# Oh My GOD!!!



## jdecorse25 (Feb 13, 2007)

My crab ate my lionfish!!!! mg: WTH! :frustrated: Has anybody heard of that? We left on Saturday and when we came home around dinner time (yes he was feed earlier that day), he was munching on our lionfish. I thought it was the coral beauty that we just purchased thinking that he didn't like him, being new and everything, but NO!!! it was out lionfish!!!!! WTH!


----------



## Lupin (Aug 2, 2006)

Your lionfish may have died and the crab came to scavenge on it. Please check your water parameters carefully for any signs of ammonia increase.

Sorry to hear your loss.


----------



## Melissa (Nov 28, 2006)

what kind of crab is it? your lionfish could have died as lupin stated.


----------



## jdecorse25 (Feb 13, 2007)

*Oh my God!!!*

No the lionfish was fine. Nothing wrong with it. It was swimming and eating and everything. The water parameters are great. Nothing wrong at all. What I think happened was I took his favorite rock out. He (lionfish) layed on the rock to relax. When that was out of the tank he would lay in the spot that the rock was, but on the sand. He was querky. So sweet! We hand fed him. He was just like a puppy. As soon as I got home, he would swim up to the side of the tank and just look at me. Man, I never thought you could get attached to fish! WHO KNEW!?

It was a very large strawberry hermit crab. With out the shell I would say about 5 inches layed out.


----------



## usmc121581 (Jul 31, 2006)

*Re: Oh my God!!!*



jdecorse25 said:


> No the lionfish was fine. Nothing wrong with it. It was swimming and eating and everything. The water parameters are great. Nothing wrong at all. What I think happened was I took his favorite rock out. He (lionfish) layed on the rock to relax. When that was out of the tank he would lay in the spot that the rock was, but on the sand. He was querky. So sweet! We hand fed him. He was just like a puppy. As soon as I got home, he would swim up to the side of the tank and just look at me. Man, I never thought you could get attached to fish! WHO KNEW!?
> 
> It was a very large strawberry hermit crab. With out the shell I would say about 5 inches layed out.


A fish wont just let a crab eat it, unless he is to sick to move or he was dead all ready.


----------



## jdecorse25 (Feb 13, 2007)

*Lionfish*

The only thing that I can possibly think of that would make the lionfish sick was that all he was eating was feeders.
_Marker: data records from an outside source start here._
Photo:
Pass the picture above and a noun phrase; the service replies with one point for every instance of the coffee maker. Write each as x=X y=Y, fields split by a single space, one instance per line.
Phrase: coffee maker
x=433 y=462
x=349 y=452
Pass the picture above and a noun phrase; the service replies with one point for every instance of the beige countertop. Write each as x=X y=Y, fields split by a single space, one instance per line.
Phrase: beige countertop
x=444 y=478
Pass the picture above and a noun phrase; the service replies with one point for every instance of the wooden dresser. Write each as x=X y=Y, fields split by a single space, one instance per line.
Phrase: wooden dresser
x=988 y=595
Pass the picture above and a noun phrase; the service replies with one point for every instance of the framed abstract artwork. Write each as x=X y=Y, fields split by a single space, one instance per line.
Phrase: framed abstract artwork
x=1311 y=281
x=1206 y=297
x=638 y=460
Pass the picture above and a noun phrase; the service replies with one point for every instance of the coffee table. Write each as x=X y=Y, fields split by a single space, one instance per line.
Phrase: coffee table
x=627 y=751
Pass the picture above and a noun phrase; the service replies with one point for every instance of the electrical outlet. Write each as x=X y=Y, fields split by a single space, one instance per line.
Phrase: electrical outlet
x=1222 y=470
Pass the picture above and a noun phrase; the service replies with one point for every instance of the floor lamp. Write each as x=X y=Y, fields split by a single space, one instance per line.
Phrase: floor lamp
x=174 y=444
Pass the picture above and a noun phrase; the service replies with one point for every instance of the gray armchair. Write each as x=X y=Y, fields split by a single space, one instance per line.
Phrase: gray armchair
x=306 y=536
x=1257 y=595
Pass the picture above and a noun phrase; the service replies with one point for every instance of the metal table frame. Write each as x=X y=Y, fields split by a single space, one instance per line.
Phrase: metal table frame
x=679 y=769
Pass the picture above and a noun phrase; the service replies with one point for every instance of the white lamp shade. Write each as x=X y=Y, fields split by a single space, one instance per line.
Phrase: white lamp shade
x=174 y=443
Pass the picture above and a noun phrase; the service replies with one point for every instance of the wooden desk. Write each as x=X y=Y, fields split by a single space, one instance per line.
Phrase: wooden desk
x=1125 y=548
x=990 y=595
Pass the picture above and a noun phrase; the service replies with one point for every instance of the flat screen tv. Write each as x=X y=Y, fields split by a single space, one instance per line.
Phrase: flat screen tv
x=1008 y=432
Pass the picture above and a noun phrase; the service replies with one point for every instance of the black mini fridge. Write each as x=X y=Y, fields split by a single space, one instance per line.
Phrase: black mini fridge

We tried several times to switch him to silversides (frozen), but he refused. So we were training him to take feeders from our hands, so we could then switch to silversides and he might not know that they were frozen. He was taking the feeders, so we were about to switch them, but too late. He was on feeders for about 6 months now.


----------



## usmc121581 (Jul 31, 2006)

*Re: Lionfish*



jdecorse25 said:


> The only thing that I can possibly think of that would make the lionfish sick was that all he was eating was feeders. We tried several times to switch him to silversides (frozen), but he refused. So we were training him to take feeders from our hands, so we could then switch to silversides and he might not know that they were frozen. He was taking the feeders, so we were about to switch them, but too late. He was on feeders for about 6 months now.


It could have been one of the feeders had something wrong and when he ate it it transfered to him. Who knows. It seems you did all the right things. Sometimes you cant help what happens.


----------